Of course, we desperately need efficient management and highly professional competence, but for what? Where are we going? What is it that really matters? Historically, there has always been a tension in a pluralist free press between commercial success and fulfilling the high and demanding calling of being the essential life blood of an informed and imaginative democracy. This is, of course, complicated by arrogant love of power by some. Democracy cannot be better than the quality of the information on which it functions.

Whether we be of the left or right, the issue of ethics applies to us all. Adam Smith was first of all a teacher of ethics. He approached his economic theory in the context of being a highly ethical and somewhat dour, I suspect, Presbyterian. He took the ethics for granted. We now want a free market, and all the rest, but not the ethnics. When the Berlin Wall fell, Lord Soper made a debate-stopping intervention. He said that it was not a question of socialism having been tried and failed but of socialism having demanded an ethic of which humankind has so far proved itself incapable. So whether we are on the left or the right, that struggle to see the ethical dimensions has pride of place and must always be there.

The issue with which we are now dealing reflects the pressures in the machine that constantly push downmarket to ensure sales, circulation and advertising. Other absolute principles have to be present all the time, such as truth, responsibility and integrity. These should be basic to, and inherent within, the culture; it is no good for them to be present simply because they have been imposed by a regulatory body. They have to be internalised in all that is going on.

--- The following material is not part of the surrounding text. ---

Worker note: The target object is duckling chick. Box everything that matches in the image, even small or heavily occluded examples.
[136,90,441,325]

The media themselves have a key part to play in tackling all this. Education, not just the training of journalists, matters desperately. That is why the humanities such as history, philosophy and the creative arts are so critical in our educational system. It is sheer short-sighted foolishness to undermine their primacy in our educational system.

The repeated disturbing events which made Leveson necessary must raise questions about the prevailing or developing culture among too many journalists—though not all, by a long chalk—their sense of responsibility and how far any inadequacy is the inevitable outcome of the state of our society. To take Leveson seriously demands a fundamental look at ourselves, society as a whole and the quality of our educational system. If we are really to live up to the challenge of Leveson, we urgently need to promote a nationwide debate about the values of our society.